Mstislav Rostropovich leading the Chicago Symphony Orchestra on May 27, 1999

Dan Rest

On May 27, 1999, Mstislav Rostropovich and the Chicago Symphony Orchestra launched a three-week festival celebrating the music of Dmitri Shostakovich with a concert that included the First Symphony along with arias and interludes from Lady Macbeth of Mtsensk with soprano Olga Guriakowa.

Interviewed for the Orchestra’s program book, Rostropovich commented, “Shostakovich’s world is our world. For many decades my own life was inextricably part of that world, and has continued to be so, even now. To have lived at the same time as Shostakovich is a source of great joy. To have been invited in his creative life has been an immense responsibility. And to play his music has been the greatest happiness.”

Over the course of the festival, Rostropovich conducted four more of the composer’s symphonies: nos. 10, 11, 12 and 13 with bass Sergei Aleksashkin and men of the Chicago Symphony Chorus. He also included a suite from the incidental music to the film Hamlet, the First Piano Concerto with Constantin Lifschitz and principal trumpet Adolph Herseth, and the Violin Concerto with Maxim Vengerov. In addition, Rostropovich conducted the composer’s arrangement of Schumann’s Cello Concerto with Enrico Dindo and Mussorgsky’s Songs and Dances of Death with contralto Larissa Diadkova. Finally, he performed as soloist in the First Cello Concerto — a work written especially for him — led by associate conductor William Eddins.

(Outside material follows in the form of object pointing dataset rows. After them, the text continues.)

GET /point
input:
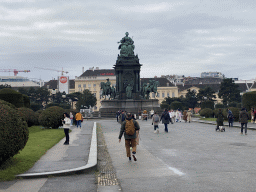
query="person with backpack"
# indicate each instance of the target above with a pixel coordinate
(243, 119)
(220, 120)
(230, 118)
(155, 121)
(128, 129)
(165, 118)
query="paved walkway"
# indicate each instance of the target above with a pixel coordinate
(63, 159)
(79, 156)
(235, 124)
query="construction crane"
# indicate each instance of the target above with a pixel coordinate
(14, 71)
(53, 70)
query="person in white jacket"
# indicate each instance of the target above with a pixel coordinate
(66, 125)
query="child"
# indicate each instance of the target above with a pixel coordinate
(155, 121)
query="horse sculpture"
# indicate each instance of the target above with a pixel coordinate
(107, 91)
(151, 87)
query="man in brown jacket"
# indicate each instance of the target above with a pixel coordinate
(243, 119)
(130, 140)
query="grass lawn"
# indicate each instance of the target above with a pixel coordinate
(208, 119)
(40, 140)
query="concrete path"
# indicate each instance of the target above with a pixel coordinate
(79, 155)
(191, 157)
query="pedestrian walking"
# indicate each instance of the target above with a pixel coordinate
(220, 119)
(230, 118)
(173, 116)
(71, 118)
(117, 115)
(165, 118)
(170, 113)
(155, 122)
(78, 119)
(185, 116)
(66, 125)
(252, 115)
(243, 119)
(189, 115)
(128, 129)
(137, 132)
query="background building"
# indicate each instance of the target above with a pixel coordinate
(91, 80)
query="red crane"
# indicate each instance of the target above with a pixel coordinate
(53, 70)
(14, 71)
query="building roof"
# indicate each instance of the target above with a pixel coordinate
(163, 82)
(99, 72)
(243, 87)
(53, 84)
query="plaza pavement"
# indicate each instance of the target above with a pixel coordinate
(150, 170)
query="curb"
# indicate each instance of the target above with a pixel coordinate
(92, 163)
(214, 123)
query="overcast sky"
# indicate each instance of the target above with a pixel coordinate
(183, 37)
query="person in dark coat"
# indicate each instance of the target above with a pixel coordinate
(243, 119)
(165, 118)
(230, 118)
(220, 119)
(130, 140)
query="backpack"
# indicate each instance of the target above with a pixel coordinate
(156, 118)
(166, 116)
(129, 127)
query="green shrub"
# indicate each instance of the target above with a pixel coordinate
(12, 97)
(249, 99)
(37, 114)
(176, 105)
(26, 100)
(219, 106)
(207, 112)
(35, 106)
(2, 102)
(207, 104)
(27, 115)
(51, 117)
(52, 104)
(164, 106)
(233, 104)
(236, 112)
(13, 133)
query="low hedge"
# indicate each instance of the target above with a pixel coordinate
(207, 112)
(28, 115)
(12, 96)
(13, 132)
(51, 117)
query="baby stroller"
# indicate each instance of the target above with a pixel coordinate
(220, 128)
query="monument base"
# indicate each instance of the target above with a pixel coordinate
(110, 107)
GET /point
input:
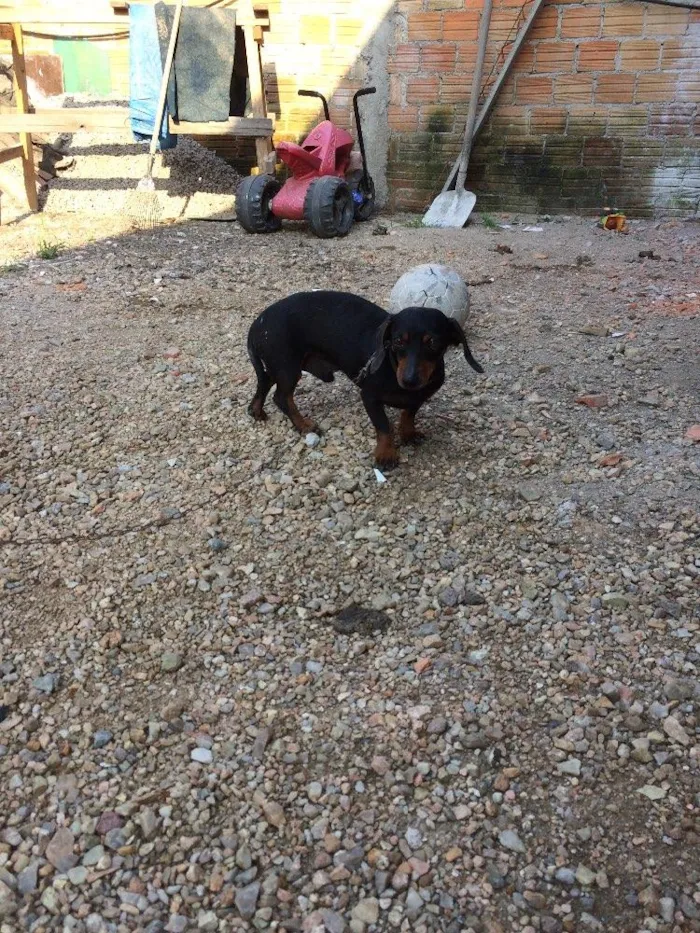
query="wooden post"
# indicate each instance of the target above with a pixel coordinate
(263, 146)
(23, 107)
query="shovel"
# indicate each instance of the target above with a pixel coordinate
(452, 208)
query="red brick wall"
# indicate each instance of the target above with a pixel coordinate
(601, 106)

Rostropovich first appeared as soloist with the Orchestra on December 9, 10, and 11, 1965, in Dvořák’s Cello Concerto with Georg Solti — in his Orchestra Hall debut — conducting. He first appeared as conductor with the Orchestra at the Ravinia Festival on August 14, 1975, leading Tchaikovsky’s Francesca da Rimini; arias from Puccini’s operas with his wife, soprano Galina Vishnevskaya; and Prokofiev’s Fifth Symphony. Rostropovich first conducted at Orchestra Hall on the Orchestra’s gala centennial concert on October 6, 1990, leading the last movement of Brahms’s First Piano Concerto with András Schiff as soloist.

Chicago Symphony Orchestra: 125 Moments was created to celebrate the ensemble’s 125th season in 2015-16 and gathered significant events, illustrated with imagery and artifacts from the collections of the Rosenthal Archives.